Re: Testing if two open descriptors refer to the same inode
From: Florian Weimer
Date: Mon Jul 29 2024 - 05:30:50 EST
* Aleksa Sarai:
> On 2024-07-29, Florian Weimer <fweimer@xxxxxxxxxx> wrote:
>> It was pointed out to me that inode numbers on Linux are no longer
>> expected to be unique per file system, even for local file systems.
>> Applications sometimes need to check if two (open) files are the same.
>> For example, a program may want to use a temporary file if is invoked
>> with input and output files referring to the same file.
>
> Based on the discussions we had at LSF/MM, I believe the "correct" way
> now is to do
>
> name_to_handle_at(fd, "", ..., AT_EMPTY_PATH|AT_HANDLE_FID)
>
> and then use the fhandle as the key to compare inodes. AT_HANDLE_FID is
> needed for filesystems that don't support decoding file handles, and was
> added in Linux 6.6[1]. However, I think this inode issue is only
> relevant for btree filesystems, and I think both btrfs and bcachefs both
> support decoding fhandles so this should work on fairly old kernels
> without issue (though I haven't checked).
> [1]: commit 96b2b072ee62 ("exportfs: allow exporting non-decodeable file handles to userspace")

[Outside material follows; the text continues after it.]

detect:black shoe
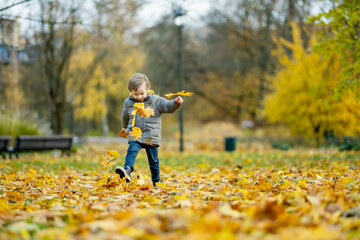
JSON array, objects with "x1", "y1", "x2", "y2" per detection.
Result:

Thanks, it's not too bad. The name_to_handle_at manual page says that
the handle is supposed to be treated as an opaque value, although it
mentions AT_HANDLE_FID. I think this needs to be fixed that it's
expected to compare the handle bytes, and also say whether it's
necessary to compare the type or not.
> Lennart suggested there should be a way to get this information from
> statx(2) so that you can get this new inode identifier without doing a
> bunch of extra syscalls to verify that inode didn't change between the
> two syscalls. I have a patchset for this, but I suspect it's too ugly
> (we can't return the full file handle so we need to hash it). I'll send
> an RFC later this week or next.
Hashing these things is rather nasty because it makes things impossible
to test.
>> How can we check for this? The POSIX way is to compare st_ino and
>> st_dev in stat output, but if inode numbers are not unique, that will
>> result in files falsely being reported as identical. It's harmless in
>> the temporary file case, but it in other scenarios, it may result in
>> data loss.
>
> (Another problem is that st_dev can be different for the same mount due
> to subvolumes.)
Uh-oh. If st_dev are different, is it still possible that truncating
one path will affect the other with the different st_dev value?
Thanks,
Florian